Wilson v. City of Bainbridge

29 Ga. App. 692 | Ga. Ct. App. | 1923

Stephens, J.

1. In the assignment of error upon the exclusion of certain evidence offered to prove market value it does not appear that the witness whose testimony was offered for such purpose had an opportunity to form a correct opinion as to the market value, and no error appears in the ruling excluding such testimony.

*693Decided February 21, 1923. M. E. O’Neal, John U. Wilson, Bryan & Middlebroohs, for plaintiffs. IF. 0. Fleming, R. G. Hartsfield, for defendant.

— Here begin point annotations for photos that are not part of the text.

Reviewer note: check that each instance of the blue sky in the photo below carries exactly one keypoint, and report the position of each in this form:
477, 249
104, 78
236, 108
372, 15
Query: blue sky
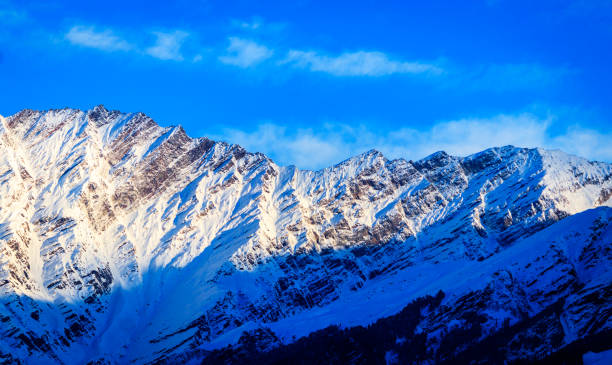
312, 83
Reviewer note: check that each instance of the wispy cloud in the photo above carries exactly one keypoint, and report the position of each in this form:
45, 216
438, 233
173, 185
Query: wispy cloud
334, 142
359, 63
105, 40
253, 24
245, 53
168, 45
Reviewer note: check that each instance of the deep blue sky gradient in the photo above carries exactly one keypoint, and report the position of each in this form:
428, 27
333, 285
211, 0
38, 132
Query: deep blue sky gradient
547, 59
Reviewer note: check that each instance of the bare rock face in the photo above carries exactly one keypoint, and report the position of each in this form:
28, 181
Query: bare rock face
122, 241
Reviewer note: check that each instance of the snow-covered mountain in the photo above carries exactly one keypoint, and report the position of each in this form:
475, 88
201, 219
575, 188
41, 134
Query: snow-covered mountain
122, 241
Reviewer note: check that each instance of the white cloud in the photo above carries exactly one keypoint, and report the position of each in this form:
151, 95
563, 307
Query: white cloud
334, 142
168, 45
104, 40
245, 53
359, 63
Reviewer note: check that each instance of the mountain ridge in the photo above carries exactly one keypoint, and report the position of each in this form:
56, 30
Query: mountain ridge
107, 214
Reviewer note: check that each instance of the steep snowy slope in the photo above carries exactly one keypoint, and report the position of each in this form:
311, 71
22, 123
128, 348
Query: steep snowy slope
125, 241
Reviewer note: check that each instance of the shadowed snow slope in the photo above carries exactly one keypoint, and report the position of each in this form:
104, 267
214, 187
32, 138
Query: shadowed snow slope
124, 241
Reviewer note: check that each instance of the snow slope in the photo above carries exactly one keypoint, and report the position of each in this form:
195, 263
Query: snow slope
125, 241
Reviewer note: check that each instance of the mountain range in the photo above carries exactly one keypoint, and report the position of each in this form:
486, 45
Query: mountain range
122, 241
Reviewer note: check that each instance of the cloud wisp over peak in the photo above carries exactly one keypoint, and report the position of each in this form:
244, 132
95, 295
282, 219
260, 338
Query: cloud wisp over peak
168, 45
245, 53
360, 63
331, 143
89, 36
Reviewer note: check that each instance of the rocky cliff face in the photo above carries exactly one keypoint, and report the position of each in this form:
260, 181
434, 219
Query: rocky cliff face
124, 241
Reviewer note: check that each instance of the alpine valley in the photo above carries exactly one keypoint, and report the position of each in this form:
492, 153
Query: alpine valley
125, 242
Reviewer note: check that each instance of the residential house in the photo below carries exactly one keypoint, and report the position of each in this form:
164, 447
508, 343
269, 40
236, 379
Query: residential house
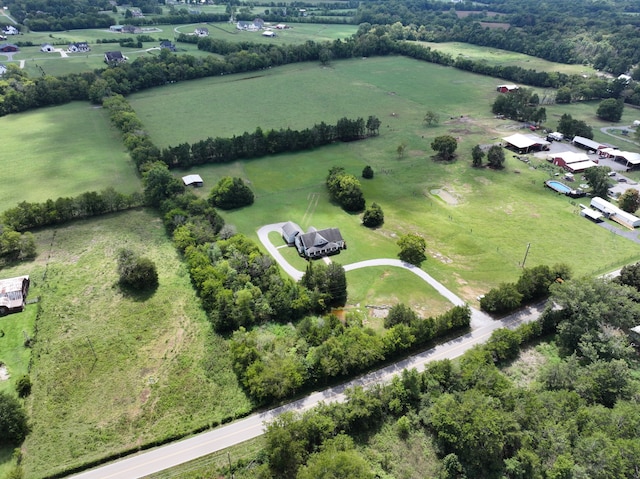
192, 180
289, 232
113, 57
318, 243
247, 26
8, 48
167, 45
80, 47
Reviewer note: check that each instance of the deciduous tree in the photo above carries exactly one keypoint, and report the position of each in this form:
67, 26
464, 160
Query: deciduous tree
412, 249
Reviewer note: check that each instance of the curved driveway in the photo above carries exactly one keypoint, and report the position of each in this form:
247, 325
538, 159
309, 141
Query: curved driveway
171, 455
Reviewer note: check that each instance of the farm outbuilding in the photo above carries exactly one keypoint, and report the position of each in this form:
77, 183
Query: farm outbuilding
614, 213
317, 243
587, 144
13, 294
526, 143
628, 158
192, 180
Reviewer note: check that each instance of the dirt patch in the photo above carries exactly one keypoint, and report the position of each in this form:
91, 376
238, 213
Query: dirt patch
4, 372
445, 196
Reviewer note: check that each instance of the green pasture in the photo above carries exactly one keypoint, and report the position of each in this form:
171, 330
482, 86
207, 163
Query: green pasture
112, 370
472, 245
396, 89
495, 56
61, 151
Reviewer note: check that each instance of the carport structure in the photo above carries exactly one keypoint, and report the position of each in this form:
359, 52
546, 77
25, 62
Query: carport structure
526, 143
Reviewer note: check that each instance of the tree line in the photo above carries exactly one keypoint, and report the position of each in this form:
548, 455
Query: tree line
577, 418
261, 143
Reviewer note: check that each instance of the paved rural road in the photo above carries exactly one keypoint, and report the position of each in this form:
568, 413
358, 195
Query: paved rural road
165, 457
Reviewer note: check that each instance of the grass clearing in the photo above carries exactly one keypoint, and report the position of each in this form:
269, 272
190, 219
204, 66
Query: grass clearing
472, 245
112, 372
69, 149
497, 57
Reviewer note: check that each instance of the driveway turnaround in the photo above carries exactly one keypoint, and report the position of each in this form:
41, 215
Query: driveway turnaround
176, 453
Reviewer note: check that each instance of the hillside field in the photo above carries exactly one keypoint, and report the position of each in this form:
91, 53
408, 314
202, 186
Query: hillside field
61, 151
472, 245
113, 371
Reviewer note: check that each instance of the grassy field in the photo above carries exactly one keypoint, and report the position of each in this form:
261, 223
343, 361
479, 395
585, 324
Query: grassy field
35, 61
495, 56
112, 371
61, 151
473, 244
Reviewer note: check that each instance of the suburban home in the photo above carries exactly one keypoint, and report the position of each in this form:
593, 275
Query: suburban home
289, 232
113, 57
131, 29
13, 294
318, 243
167, 45
611, 211
526, 143
80, 47
192, 180
8, 48
11, 30
506, 88
247, 26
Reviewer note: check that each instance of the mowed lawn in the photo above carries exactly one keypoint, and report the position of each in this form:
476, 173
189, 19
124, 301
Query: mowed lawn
472, 245
113, 371
61, 151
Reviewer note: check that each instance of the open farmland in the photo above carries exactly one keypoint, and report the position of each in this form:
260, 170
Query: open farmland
474, 242
61, 151
495, 56
113, 371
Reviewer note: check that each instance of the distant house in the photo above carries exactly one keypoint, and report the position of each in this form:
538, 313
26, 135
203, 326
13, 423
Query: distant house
8, 48
316, 244
113, 57
289, 232
247, 26
80, 47
192, 180
13, 294
167, 45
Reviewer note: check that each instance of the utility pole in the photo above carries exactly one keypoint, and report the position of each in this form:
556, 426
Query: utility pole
525, 254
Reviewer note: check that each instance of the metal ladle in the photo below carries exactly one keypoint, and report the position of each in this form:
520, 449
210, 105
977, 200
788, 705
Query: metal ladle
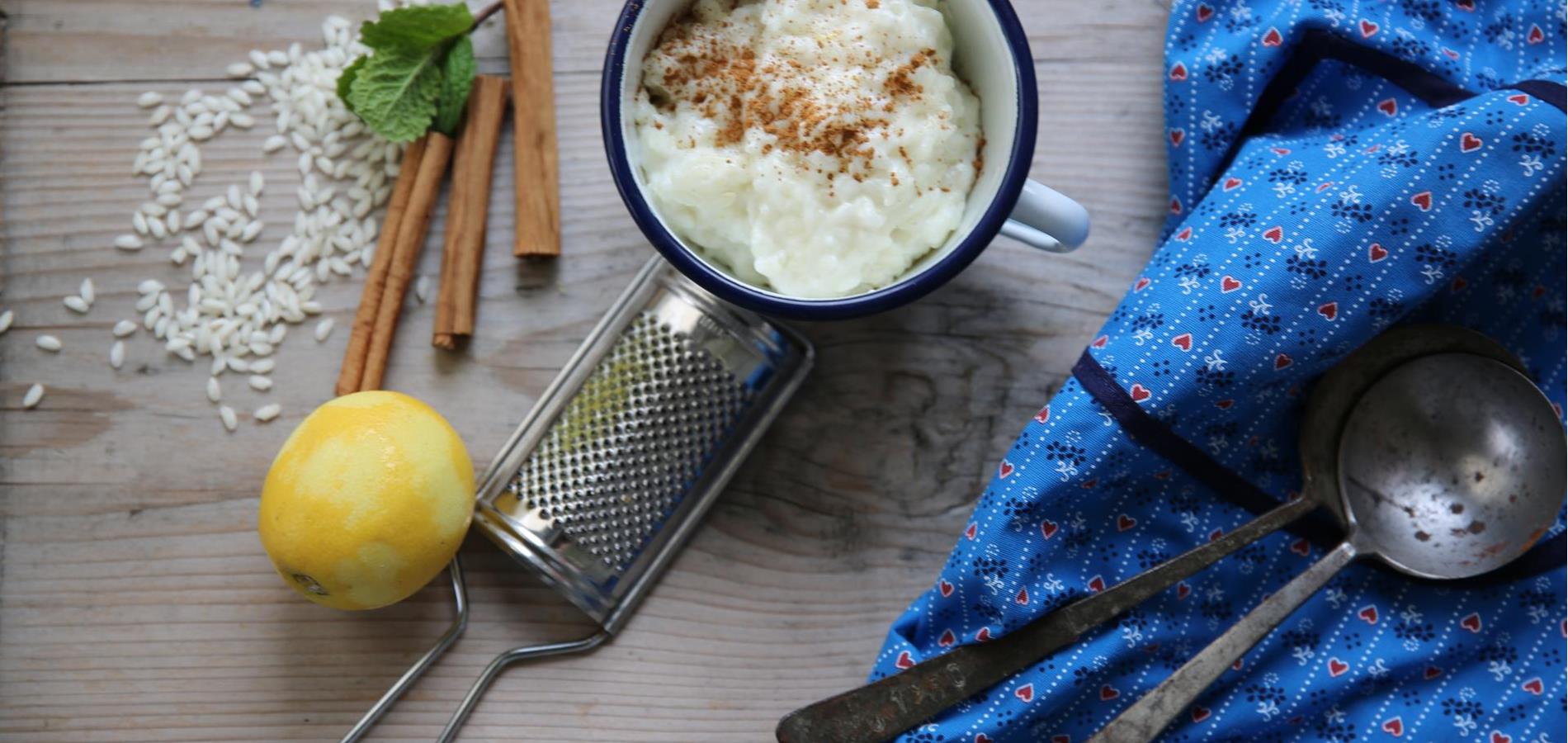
881, 711
1451, 466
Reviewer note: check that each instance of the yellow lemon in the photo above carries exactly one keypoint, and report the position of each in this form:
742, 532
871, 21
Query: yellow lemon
367, 500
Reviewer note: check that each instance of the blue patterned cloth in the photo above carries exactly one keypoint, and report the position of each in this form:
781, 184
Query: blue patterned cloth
1334, 168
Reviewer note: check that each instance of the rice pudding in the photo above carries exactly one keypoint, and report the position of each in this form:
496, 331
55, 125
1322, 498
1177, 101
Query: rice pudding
815, 148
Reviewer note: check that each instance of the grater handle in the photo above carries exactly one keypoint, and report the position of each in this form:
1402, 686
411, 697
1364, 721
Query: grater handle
460, 596
505, 659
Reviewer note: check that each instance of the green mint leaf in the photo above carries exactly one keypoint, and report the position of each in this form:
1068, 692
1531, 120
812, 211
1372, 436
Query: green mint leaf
395, 92
456, 80
416, 29
345, 80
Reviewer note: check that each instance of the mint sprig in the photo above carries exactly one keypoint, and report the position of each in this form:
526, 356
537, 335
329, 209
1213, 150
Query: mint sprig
418, 76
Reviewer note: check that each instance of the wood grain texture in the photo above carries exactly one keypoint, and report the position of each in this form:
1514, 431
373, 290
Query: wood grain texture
135, 601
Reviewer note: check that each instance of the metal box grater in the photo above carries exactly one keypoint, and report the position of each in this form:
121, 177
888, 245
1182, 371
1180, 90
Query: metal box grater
635, 438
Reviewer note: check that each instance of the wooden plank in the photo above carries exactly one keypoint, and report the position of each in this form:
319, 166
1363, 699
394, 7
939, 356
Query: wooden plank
135, 601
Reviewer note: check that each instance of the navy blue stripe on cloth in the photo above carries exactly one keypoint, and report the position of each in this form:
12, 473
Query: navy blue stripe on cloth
1545, 90
1319, 45
1319, 527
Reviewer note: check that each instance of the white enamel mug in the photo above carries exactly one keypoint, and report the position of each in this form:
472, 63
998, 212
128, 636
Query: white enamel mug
989, 54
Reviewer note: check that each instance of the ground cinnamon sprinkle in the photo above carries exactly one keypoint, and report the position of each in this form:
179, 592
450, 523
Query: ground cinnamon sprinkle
721, 80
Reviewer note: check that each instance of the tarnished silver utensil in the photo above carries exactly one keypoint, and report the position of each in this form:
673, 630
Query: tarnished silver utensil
881, 711
1451, 466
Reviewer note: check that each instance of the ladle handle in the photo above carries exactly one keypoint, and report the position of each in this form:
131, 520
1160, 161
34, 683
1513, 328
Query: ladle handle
1150, 715
881, 711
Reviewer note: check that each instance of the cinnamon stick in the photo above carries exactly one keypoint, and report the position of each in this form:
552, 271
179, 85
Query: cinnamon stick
533, 125
405, 256
468, 206
375, 282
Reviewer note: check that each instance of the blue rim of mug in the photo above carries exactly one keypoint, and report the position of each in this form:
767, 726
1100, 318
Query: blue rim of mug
770, 303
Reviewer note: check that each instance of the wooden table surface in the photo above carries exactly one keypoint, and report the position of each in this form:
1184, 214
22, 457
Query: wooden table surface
135, 599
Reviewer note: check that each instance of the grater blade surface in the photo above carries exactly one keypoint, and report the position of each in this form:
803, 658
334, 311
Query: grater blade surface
621, 455
631, 444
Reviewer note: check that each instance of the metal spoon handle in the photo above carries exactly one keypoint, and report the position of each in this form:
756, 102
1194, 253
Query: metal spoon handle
1150, 715
881, 711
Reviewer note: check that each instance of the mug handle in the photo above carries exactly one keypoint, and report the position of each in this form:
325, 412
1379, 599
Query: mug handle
1043, 218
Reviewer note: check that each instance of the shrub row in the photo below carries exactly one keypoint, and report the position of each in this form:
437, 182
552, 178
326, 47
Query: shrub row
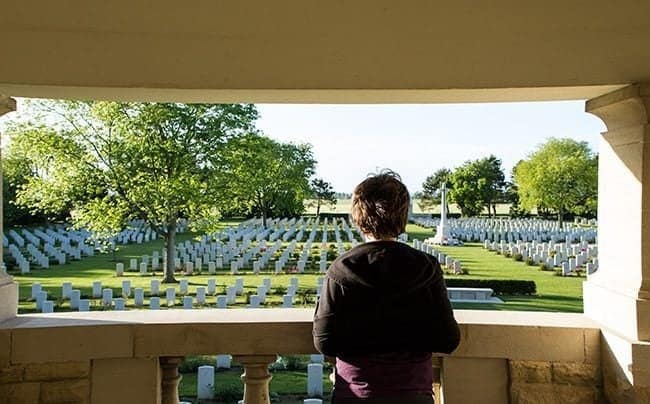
499, 286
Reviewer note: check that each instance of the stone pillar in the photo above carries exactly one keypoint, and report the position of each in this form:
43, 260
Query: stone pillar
8, 288
474, 380
131, 380
170, 379
256, 377
617, 296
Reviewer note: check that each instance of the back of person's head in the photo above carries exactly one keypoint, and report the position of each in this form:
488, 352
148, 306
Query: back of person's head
380, 205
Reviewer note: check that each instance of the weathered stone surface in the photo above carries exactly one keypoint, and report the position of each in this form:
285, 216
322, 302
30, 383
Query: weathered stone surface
5, 348
66, 391
576, 374
12, 374
19, 393
57, 371
530, 372
538, 393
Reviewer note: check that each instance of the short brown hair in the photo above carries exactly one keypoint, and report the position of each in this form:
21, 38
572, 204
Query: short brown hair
380, 205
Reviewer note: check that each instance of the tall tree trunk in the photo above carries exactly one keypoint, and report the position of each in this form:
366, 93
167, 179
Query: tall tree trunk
170, 244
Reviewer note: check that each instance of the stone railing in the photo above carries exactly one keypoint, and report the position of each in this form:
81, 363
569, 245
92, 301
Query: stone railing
101, 357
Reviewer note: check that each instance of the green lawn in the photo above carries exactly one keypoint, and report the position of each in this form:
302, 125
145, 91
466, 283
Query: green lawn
229, 387
554, 293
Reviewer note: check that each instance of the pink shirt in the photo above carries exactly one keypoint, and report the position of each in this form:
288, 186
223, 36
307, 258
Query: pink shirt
384, 374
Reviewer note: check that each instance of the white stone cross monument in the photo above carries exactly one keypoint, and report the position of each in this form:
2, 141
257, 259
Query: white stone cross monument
443, 234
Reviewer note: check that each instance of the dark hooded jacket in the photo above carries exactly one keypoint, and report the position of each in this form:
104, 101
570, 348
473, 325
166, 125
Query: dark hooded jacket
384, 296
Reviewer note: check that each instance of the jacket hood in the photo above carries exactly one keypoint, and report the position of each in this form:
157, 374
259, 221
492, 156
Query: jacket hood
390, 267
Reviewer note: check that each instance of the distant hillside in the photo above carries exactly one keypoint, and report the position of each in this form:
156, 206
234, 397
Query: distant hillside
344, 205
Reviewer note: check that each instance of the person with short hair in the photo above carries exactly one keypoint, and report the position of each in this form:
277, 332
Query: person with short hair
383, 308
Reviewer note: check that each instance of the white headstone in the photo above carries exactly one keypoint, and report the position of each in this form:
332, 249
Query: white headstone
84, 305
154, 287
47, 306
170, 296
315, 380
223, 361
154, 303
254, 301
97, 289
239, 285
75, 296
222, 302
212, 286
66, 289
138, 296
187, 302
107, 297
205, 383
126, 289
40, 298
36, 288
200, 295
119, 304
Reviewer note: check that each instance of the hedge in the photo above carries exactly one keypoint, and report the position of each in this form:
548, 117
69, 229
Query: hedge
499, 286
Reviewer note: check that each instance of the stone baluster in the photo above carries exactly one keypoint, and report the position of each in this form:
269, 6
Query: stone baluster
437, 391
256, 377
170, 379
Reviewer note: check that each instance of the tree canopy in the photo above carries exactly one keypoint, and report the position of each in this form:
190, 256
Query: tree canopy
109, 163
561, 175
322, 193
265, 177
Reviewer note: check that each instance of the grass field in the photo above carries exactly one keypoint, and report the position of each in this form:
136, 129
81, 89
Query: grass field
554, 293
344, 206
229, 388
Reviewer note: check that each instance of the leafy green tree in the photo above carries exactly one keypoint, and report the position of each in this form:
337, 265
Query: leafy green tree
477, 184
266, 177
431, 188
16, 172
561, 175
322, 193
115, 162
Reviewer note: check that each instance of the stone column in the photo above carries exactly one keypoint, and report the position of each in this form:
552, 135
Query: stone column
256, 377
170, 379
617, 296
8, 288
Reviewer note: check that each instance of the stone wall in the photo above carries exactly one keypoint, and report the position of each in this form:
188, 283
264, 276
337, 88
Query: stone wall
533, 382
57, 382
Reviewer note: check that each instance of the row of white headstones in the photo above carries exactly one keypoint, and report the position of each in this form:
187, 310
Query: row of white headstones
568, 257
513, 230
62, 245
239, 250
206, 378
108, 301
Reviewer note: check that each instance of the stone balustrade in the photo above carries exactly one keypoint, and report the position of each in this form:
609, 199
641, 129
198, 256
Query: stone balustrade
95, 357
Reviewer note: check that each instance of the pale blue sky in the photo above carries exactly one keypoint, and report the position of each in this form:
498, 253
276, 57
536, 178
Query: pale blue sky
350, 141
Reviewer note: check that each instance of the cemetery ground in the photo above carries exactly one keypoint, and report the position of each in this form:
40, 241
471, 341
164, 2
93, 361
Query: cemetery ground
554, 293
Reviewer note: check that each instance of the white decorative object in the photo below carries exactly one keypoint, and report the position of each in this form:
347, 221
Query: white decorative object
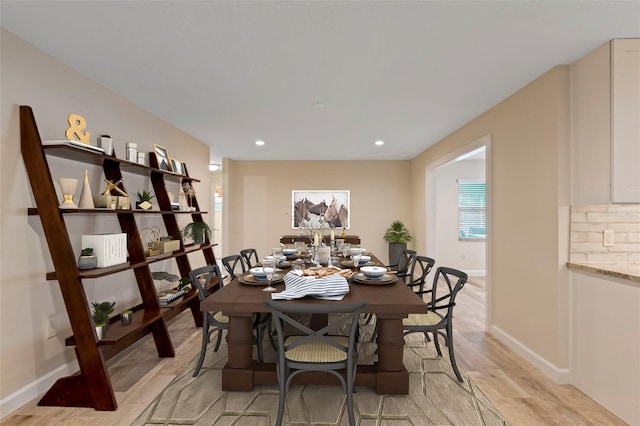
105, 142
68, 187
86, 198
132, 151
110, 249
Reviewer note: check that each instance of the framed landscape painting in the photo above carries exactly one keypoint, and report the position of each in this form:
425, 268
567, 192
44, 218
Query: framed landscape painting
311, 206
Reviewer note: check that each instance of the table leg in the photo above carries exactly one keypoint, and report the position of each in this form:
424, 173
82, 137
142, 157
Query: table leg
392, 376
237, 374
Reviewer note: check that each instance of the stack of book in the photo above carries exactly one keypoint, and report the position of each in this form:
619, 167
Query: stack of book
166, 297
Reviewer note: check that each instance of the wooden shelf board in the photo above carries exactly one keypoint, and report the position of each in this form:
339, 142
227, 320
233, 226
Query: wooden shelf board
103, 272
97, 159
33, 211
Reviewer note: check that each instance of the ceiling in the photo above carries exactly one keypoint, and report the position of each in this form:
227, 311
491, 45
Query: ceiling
233, 72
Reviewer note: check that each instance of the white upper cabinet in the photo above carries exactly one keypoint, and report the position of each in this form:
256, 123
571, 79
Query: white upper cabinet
625, 121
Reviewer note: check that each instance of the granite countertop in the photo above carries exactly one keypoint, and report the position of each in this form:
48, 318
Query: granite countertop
626, 271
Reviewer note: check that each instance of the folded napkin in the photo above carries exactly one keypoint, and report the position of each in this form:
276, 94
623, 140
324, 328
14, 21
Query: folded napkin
331, 287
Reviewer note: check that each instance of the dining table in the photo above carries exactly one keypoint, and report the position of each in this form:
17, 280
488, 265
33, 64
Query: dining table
390, 301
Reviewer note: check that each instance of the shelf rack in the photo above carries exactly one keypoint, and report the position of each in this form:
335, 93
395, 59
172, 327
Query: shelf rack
91, 386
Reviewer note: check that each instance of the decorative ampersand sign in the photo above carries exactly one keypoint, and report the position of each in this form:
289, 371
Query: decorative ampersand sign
77, 123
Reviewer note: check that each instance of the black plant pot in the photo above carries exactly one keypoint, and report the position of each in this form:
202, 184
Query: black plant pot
394, 251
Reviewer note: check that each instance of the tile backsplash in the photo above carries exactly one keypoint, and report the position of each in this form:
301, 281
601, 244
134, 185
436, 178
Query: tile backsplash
588, 224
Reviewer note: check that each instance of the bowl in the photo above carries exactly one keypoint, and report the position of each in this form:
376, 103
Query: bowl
259, 272
353, 250
373, 272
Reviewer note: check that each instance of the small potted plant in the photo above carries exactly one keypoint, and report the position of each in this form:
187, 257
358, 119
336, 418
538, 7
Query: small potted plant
87, 259
397, 235
144, 200
100, 316
196, 231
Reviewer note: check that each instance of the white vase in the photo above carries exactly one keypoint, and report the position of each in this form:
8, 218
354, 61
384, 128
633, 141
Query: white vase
68, 187
86, 198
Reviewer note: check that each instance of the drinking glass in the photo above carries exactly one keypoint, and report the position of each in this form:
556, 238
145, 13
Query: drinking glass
269, 267
277, 254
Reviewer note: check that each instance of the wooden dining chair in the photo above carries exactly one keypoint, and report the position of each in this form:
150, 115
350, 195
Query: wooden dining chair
309, 350
404, 265
438, 319
232, 263
250, 257
214, 322
418, 276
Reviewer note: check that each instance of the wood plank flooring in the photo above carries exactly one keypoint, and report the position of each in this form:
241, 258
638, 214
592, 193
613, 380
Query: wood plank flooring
521, 393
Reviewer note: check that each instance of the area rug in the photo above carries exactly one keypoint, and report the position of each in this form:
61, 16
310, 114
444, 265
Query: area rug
435, 396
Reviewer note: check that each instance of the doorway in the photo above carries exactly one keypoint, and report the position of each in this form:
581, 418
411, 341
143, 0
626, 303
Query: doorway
446, 243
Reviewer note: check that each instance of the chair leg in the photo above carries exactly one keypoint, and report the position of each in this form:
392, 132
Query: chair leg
259, 337
451, 355
205, 342
437, 343
218, 340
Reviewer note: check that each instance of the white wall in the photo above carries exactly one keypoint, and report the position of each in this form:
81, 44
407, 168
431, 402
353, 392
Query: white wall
468, 256
29, 360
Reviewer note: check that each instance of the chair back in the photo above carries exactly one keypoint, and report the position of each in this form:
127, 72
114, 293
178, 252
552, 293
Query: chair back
452, 280
421, 268
404, 265
231, 264
282, 313
250, 257
209, 274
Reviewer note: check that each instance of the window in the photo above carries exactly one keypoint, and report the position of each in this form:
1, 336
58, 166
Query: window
472, 209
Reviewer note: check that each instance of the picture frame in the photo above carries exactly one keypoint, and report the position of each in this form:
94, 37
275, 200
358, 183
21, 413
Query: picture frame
164, 163
177, 166
312, 205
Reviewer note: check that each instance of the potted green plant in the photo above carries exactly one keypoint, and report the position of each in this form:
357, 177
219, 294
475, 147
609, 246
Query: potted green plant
87, 259
196, 231
397, 235
100, 316
144, 200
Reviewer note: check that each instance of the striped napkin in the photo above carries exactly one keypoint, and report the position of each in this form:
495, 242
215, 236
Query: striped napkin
331, 287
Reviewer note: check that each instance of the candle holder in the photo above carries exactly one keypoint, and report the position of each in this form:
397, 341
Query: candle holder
68, 187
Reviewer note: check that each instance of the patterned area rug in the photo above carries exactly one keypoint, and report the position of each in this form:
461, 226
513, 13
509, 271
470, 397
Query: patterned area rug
435, 396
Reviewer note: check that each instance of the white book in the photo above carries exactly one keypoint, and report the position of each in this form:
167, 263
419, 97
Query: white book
110, 249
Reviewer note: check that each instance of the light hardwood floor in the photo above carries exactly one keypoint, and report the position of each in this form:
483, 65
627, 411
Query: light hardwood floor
521, 393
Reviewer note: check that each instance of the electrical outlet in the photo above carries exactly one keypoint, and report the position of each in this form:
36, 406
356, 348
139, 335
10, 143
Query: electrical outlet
607, 239
50, 332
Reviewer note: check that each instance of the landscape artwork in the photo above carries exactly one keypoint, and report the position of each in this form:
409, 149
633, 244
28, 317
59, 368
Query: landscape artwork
313, 206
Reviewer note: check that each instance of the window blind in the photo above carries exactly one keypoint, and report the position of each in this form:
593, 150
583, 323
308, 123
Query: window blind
472, 209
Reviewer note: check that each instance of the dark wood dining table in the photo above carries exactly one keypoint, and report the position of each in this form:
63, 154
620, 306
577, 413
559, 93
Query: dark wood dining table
389, 302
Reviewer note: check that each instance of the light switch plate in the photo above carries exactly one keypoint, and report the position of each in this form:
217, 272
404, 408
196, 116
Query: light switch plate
607, 239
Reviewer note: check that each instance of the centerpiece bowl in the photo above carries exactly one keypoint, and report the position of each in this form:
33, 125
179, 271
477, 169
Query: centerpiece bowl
259, 273
373, 272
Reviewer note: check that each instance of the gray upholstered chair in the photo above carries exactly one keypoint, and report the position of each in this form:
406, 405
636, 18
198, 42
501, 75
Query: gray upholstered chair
250, 257
215, 322
231, 264
309, 350
438, 319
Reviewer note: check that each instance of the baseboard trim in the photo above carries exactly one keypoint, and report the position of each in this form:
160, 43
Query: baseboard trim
561, 376
36, 388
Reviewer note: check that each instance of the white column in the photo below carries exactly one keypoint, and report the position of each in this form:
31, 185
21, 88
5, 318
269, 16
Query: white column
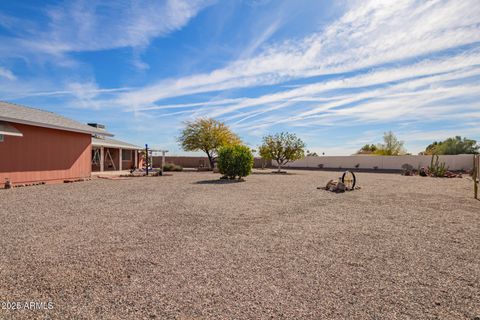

2. Where testimony of a witness as to market value is admitted, it will be presumed that the proper foundation has been laid by it having been made to appear that the witness had had an opportunity to form a correct opinion as to the value testified to; and where it does not affirmatively appear from the exception that such foundation was not laid, the action of the court .in admitting such testimony does not appear to be erroneous. Besides, where it appears that the witness testified that “ in a general way ” he was acquainted with the market value of the property, is not the foundation for the admission of the testimony laid ?

3. Where the issue is as to the value of. property at a certain time, evidence that at or about that time the property was returned for taxation “ the same as it had been the year before,” even if it is irrelevant, or for any other reason it is erroneously admitted, is vague and indefinite as to value, and is of such a nature that it illustrates no issue and is not prejudicial, and therefore its admission was harmless.

4. Where the court, in instructing the jury as to the measure of damages to be applied in determining the plaintiff’s damage resulting from a decrease in the market value of the property, undertakes to define what is meant by the market value after its reduction in value, and states to the jury that “ damages to property contemplated by law must be an actual decrease of the market value of the property caused directly by the act of the defendant in raising the grade of the street, whereby the property of the plaintiff has been rendered less valuable on the market, if offered for sale, than it was before the city changed the grade of the street,” such statement can not be construed as an instruction that before the plaintiff could recover- for any damage sustained the property must have in fact been offered for sale.

5. This being a suit against a municipal corporation for damages alleged to have been sustained by the plaintiff as a result of the reduction in value of the plaintiff’s property caused by the grading by the defendant of a street upon which the property abutted, and there being evidence that the plaintiff’s property had not sustained any damage as the result of the alleged act of the defendant, the verdict rendered for the defendant was authorized.

6. Applying the above rulings, none of the grounds of error insisted upon ' are meritorious, and the trial judge did not err in overruling the plaintiff’s motion for a new trial.

Judgment affirmed.

Jenloins, P. J., and Bell, J., concur.